Nel mio “Giuseppe Berto. La necessità dello scrittore”, ho cercato di puntualizzare un percorso che supera completamente quello degli scenari realistici per sottolineare l’importanza di una profonda metafisica che è perno nell’opera dello scrittore de “La Gloria”. C’è da sottolineare che la letteratura del Novecento non può non fare i conti con l’inquieto dell’uomo in rivolta.
È un dato certo che nello scavo esistenziale della contemporaneità ci sono le griglie dei miti che si confrontano. Così in Giuseppe Berto. Se a parlar di Giuseppe Berto l’itinerario puramente letterario trova il suo tracciato tra i personaggi ricostruiti e quelli inventati, l’io dello scrittore si sdoppia, non di tratta soltanto di entrare in un campo psico-analitico, proponendosi come attore e spettatore.
Ma Berto scavando e recuperando una vita, la sua, porta sul teatro dell’esistenza il coinvolgimento tra cadute estraniamento. Questo estraniarsi è un sentirsi e viversi come straniero. Assorbe sostanzialmente tutto il ritmo della inquieta sorte che non è il male oscuro, ma diventa un vizio assurdo.
In fondo, Giuseppe Berto vive l’agonia e l’inquieto esistere tra Cesare Pavese e Albert Camus. Non è soltanto uno spazio letterario che si ritrova in Berto o un cercare l’intreccio tra la parola e l’anima in una forma di terapia d’analisi, bensì di avverte una filosofia dell’anima che si intreccia tra la metafora della scrittura come frontiera da contrapporsi alla realtà e un vero e proprio concetto di metafisica. I personaggi che lo attraversano sono destini e avventure della sua coscienza in un timor panico che di legge nelle parole e negli occhi dei personaggi.

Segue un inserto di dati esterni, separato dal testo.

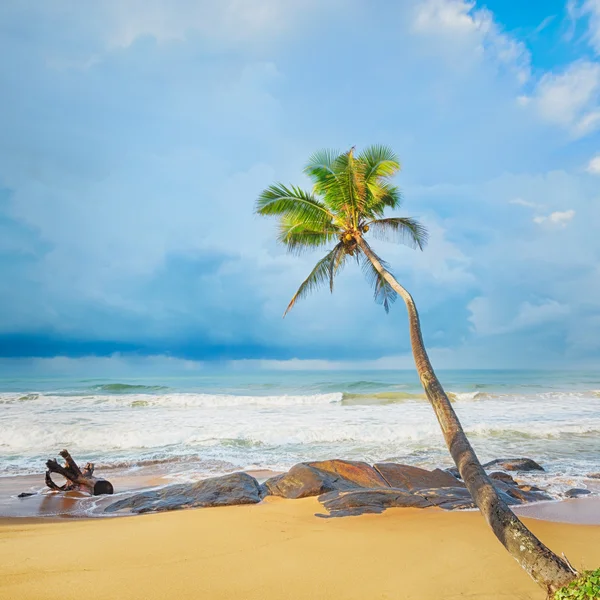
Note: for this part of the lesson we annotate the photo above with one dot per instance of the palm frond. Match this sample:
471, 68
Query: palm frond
324, 272
299, 235
383, 292
321, 168
292, 202
400, 229
381, 162
382, 195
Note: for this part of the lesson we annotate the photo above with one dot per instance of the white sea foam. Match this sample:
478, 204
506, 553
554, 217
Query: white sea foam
205, 430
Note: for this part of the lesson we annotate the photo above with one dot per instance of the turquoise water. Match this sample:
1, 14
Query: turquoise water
208, 423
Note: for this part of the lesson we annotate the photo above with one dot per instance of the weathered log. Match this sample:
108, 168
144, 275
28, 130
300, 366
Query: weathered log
76, 478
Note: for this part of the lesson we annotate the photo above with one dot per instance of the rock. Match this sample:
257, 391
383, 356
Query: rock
360, 501
576, 492
412, 478
448, 498
514, 464
529, 488
500, 476
359, 473
316, 478
236, 488
518, 495
454, 472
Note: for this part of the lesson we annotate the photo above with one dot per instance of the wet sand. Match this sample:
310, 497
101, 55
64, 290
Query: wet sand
273, 550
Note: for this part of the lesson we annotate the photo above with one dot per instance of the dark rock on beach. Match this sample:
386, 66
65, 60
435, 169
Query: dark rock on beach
576, 493
514, 464
360, 501
236, 488
448, 498
454, 472
316, 478
412, 478
518, 495
501, 476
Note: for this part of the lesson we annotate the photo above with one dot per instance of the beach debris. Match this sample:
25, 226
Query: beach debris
501, 476
316, 478
576, 492
76, 478
235, 488
347, 503
514, 464
411, 478
344, 487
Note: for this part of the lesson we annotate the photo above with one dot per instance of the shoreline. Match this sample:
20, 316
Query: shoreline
48, 505
274, 549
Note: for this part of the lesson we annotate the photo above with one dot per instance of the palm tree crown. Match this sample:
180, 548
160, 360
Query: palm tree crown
348, 199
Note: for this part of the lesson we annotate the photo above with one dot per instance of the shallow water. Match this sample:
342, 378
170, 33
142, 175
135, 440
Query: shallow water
209, 424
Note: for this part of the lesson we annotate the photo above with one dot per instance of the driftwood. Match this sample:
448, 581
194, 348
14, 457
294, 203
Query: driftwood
76, 478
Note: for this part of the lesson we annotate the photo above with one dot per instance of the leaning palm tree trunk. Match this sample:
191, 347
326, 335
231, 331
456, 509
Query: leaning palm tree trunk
545, 568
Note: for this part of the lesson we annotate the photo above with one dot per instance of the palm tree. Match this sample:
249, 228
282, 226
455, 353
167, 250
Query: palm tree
348, 201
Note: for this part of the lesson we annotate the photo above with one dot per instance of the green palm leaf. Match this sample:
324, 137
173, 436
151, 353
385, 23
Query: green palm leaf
324, 271
380, 161
300, 236
400, 229
294, 203
383, 292
349, 197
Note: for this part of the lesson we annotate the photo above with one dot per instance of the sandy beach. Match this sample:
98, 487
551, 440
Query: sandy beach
276, 549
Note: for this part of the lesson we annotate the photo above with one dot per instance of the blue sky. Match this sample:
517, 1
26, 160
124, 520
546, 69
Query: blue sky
136, 136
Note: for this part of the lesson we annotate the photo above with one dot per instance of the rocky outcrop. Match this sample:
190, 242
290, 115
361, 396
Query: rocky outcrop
514, 464
576, 493
316, 478
360, 501
520, 494
236, 488
449, 498
359, 473
344, 488
501, 476
414, 478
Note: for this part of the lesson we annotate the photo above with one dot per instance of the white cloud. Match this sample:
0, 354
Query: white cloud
591, 8
521, 202
460, 26
230, 20
570, 99
486, 319
594, 165
559, 218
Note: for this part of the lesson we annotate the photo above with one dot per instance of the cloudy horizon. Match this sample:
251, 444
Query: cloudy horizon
137, 136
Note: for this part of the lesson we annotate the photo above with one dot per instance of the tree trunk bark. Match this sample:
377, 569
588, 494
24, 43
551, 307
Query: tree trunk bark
76, 478
545, 568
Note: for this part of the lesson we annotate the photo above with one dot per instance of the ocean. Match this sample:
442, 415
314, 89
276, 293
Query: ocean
214, 423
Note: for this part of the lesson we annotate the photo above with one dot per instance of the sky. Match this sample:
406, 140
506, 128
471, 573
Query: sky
136, 136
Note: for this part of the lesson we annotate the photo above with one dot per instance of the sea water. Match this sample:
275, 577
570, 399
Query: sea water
209, 424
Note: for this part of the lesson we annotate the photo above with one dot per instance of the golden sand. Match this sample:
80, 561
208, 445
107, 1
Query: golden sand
274, 550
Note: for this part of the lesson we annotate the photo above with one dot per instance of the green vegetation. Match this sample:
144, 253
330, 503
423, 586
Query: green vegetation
349, 197
346, 204
585, 587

I personaggi assumono griglie ad intreccio. Si pensi alla forma e alle strutture che mette in campo. Dalla confessione al diario al dialogo. Ma è sempre lo scrittore che cerca una vera uscita di sicurezza dentro la letteratura stessa, perché la letteratura diventa alla fine l’unica possibilità vera o la vera possibilità per sconfiggere il Caso. Berto ha vissuto tutte le contraddizioni di un novecento sconfitto, ma mai perdente con le tradizioni e i suoi conflitti dentro le agonie, che, per uscire dalla possibile morte, il personaggio e l’uomo vivono la rivolta.

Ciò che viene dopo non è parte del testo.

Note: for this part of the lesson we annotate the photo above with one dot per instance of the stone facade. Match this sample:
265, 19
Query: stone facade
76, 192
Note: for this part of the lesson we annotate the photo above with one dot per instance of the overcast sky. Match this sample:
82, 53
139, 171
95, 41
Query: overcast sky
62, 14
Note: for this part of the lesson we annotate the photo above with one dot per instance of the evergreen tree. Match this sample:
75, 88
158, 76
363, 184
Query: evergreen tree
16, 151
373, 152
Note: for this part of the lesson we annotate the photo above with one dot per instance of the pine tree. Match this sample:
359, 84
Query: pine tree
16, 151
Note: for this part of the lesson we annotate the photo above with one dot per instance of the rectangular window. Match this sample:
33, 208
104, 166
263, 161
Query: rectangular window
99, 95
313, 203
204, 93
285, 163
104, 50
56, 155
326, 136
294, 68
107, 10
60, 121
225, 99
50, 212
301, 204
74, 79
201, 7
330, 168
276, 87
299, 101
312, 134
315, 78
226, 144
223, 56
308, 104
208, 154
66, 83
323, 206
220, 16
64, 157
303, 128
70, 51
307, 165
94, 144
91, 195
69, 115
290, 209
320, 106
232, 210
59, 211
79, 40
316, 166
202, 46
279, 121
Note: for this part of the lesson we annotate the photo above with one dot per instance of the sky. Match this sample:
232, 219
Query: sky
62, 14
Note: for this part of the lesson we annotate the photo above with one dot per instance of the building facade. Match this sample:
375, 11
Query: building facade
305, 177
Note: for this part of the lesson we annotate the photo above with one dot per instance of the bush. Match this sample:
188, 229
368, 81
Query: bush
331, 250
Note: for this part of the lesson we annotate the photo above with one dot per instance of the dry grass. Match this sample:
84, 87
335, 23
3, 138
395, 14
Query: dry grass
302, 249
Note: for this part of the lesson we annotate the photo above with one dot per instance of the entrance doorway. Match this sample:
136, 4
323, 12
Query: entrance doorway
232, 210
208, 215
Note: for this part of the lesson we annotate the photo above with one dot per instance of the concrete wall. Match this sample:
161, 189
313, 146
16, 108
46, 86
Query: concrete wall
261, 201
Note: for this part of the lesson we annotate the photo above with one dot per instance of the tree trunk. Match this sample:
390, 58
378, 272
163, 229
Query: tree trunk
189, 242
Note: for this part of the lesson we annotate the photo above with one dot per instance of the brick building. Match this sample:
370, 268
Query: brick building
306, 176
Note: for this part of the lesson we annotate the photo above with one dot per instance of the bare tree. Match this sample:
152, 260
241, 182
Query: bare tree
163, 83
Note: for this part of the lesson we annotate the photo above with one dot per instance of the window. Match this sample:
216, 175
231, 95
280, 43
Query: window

Berto è realmente un uomo in rivolta come li è stato Camus. Entrambi appartenenti ad una stessa generazione il primo nato nel 1914 e il secondo nel 1913. Uomini che hanno fatto della rivolta una chiara metafisica dell’anima e della loro confessione un genere letterario (Zambrano).
Nella metafisica dell’anima c’è la condizione dell’esilio dell’uomo moderno nella crisi tra il concetto del finito, papiniano, e dell’infinito.
Entrambi chiedono al sacro di non assentarsi. Giuda in Berto. La devozione e la Croce in Camus. Tra i due è sottile il senso del tragico. Qui, sia in Berto che in Camus il vizio assurdo di Pavese diventa centrale. Ma Pavese è lo spartiacque ma anche il legame tra il vivere la vita nel non dimenticare la inquieta sorte. Il destino. Il mistero. Il sacro. Tra “Dialoghi con Leucò”, “Anonimo veneziano” e “L’uomo in rivolta” c’è uno spazio – luogo che è il Mediterraneo.
L’uomo tragico, l’uomo in rivolta, l’uomo finito (non quello papiniano ma quello di Pavese) navigano inquietamente il Mediterraneo del Novecento dentro le civiltà perdute e ritrovate. Il Mediterraneo è un’espressione di orizzonti nei processi esistenziali che si articolano nel nostro tempo. Quella metafisica dell’anima ha una visione letteraria certamente, ma ha una puntualizzazione soprattutto spirituale. Berto è uno scrittore ribelle, che riesce a portare sulla scena una rivolta che è tutta metafisica.